Il a été bref pour son message à l’Université de Maurice tin lors de la célébration du 50e anniversaire de l’indépendance vendredi dernier. “Soyons fiers d’être Mauriciens et vivons en paix”, a été le message phare de Stéphan Buckland, invité d’honneur pour la cérémonie du lever du drapeau tenu à l’auditorium Octave Wiehe à Réduit. L’athlète mauricien a été choisi pour lire le discours du Premier ministre, Pravind Jugnauth, devant une forte assistance composée d’étudiants et des membres de l’UoM. Pour Stéphan Buckland, il est important que chaque Mauricien puisse oublier le passé et mettre de côté des futilités qui ne mèneront à aucun progrès. « Il faut qu’on se mette debout et travaille ensemble », dit-il pour que le pays puisse aller davantage vers le progrès.
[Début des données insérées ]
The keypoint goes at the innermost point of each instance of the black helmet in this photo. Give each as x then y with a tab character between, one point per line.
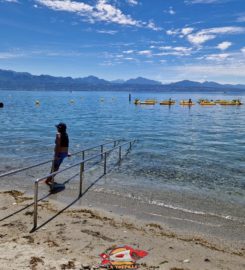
61	127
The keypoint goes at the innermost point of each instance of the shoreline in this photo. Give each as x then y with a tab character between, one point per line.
80	233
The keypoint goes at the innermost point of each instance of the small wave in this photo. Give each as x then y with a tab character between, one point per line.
169	206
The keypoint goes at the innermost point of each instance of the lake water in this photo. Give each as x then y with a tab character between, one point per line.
195	152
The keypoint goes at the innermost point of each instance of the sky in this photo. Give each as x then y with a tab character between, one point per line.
163	40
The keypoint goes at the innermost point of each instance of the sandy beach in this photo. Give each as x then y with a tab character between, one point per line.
75	237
Ce vendredi marque sa première année en tant que Vice- Chancellor à l’Université de Maurice. Dhanjay Jhurry, qui intervenait pour l’occasion, a fait l’historique de l’UoM. Si 50 ans dans l’histoire d’un pays est court, il souligne l’importance de travailler ensemble pour réaliser du progrès. Il conseille également aux jeunes de travailler dur pour pouvoir récolter des bénéfi ces à l’avenir. Pour le Vice-Chancellor, il faut être courtois et respectueux envers les gens. Ainsi, il serait facile de réunir tout le monde pour avoir différentes idées et perspectives. De plus, la transparence et des dialogues constructifs sont aussi importants. Par ailleurs, il demande la collaboration des étudiants pour que l’UoM puisse mener sa recherche sur les accidents de la route. “Nous accueillons les idées et les suggestions”, dit-il en ce sens.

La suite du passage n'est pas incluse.